Dabei setzen die Macher auf Purismus und Reduktion. Gerade mal sieben Brotsorten liegen im Regal. „Mehl, Wasser, Salz – der Rest ist Arbeit“, sagt Zeit-für-Brot-Chef Steiger. Außerdem umfasst das Angebot verschiedene Brötchen, Hefeschnecken und einige Snacks. Gebacken wird ab morgens um 3 Uhr in zwei Schichten. Vom Getreide bis zur Schokolade für die wirklich leckeren Schoko-Dinkel-Stangen ist alles Bio und aus der Region. Besonders stolz sind die Bäcker auf eine kleine Mühle im Keller, in der sie Vollkorngetreide frisch mahlen.
Bäckereien setzen auf weniger Produkte
Das Konzept geht auf. „Wir sehen die Tendenz, dass Bäckereien auf weniger Produkte setzen, die dafür aber sehr hochwertig und frisch sind“, sagt Stephanie Bienefeld, Trendscout bei den Ernährungs-Beratern food & more im nordrhein-westfälischen Kaarst. Zeit für Brot sei dafür ein gutes Beispiel. „Wenn Bäckereien sich neu ausrichten wollen, empfehlen wir ihnen, sich auf das Wesentliche zu konzentrieren“, sagt Bienefeld.

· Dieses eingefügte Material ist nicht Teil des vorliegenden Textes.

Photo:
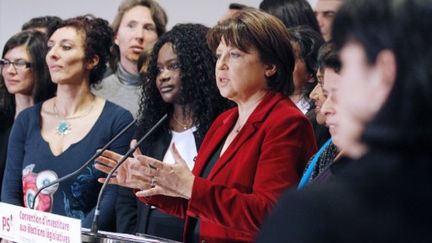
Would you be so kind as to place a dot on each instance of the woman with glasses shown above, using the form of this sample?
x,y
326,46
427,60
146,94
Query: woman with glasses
x,y
24,81
54,138
180,82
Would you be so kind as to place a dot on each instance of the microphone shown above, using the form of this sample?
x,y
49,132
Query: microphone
x,y
97,154
91,236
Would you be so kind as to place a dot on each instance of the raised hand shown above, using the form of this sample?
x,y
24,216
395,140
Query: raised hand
x,y
165,179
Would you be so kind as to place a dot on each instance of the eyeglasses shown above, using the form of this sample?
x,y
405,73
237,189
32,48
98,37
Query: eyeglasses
x,y
18,65
170,67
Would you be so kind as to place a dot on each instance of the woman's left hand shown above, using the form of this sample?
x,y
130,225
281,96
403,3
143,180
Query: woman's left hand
x,y
168,179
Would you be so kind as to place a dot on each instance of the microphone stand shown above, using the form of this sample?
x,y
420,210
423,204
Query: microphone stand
x,y
95,155
92,235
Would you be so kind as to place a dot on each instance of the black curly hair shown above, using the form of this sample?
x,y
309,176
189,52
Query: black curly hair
x,y
98,39
197,74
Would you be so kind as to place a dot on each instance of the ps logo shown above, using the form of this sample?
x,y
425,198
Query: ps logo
x,y
6,223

Hinten wird gebacken, vorn wird verkauft – was früher in Bäckereien der Normalfall war, ist inzwischen die Ausnahme. „In den vergangenen 30 Jahren ist vieles verloren gegangen“, sagt Heinz Essel, Geschäftsführer der Bäcker-Innung Hamburg. Jetzt sieht er eine leichte Tendenz „back to the roots“. Ähnlich die Einschätzung der Handwerkskammer. „Auch wenn der Trend zum Aufbackbrötchen im Supermarkt ungebrochen ist, werden regionale, gesunde, ursprüngliche Nahrungsmittel stark nachgefragt“, so Sprecherin Ute Kretschmann. In der Hamburger Handwerksrolle sind aktuell noch 73 Bäckerei-Betriebe eingetragen, darunter Traditionsbäcker, die schon immer vor Ort gebacken haben, wie etwa Körner in Blankenese, Heinz in Allermöhe oder Wulf in Eimsbüttel. Oder wie Bio-Bäcker Effenberger mit Stammsitz in der Rutschbahn, der das Prinzip mit seiner gläsernen Backstube im Dammtor Bahnhof weiterentwickelt hat.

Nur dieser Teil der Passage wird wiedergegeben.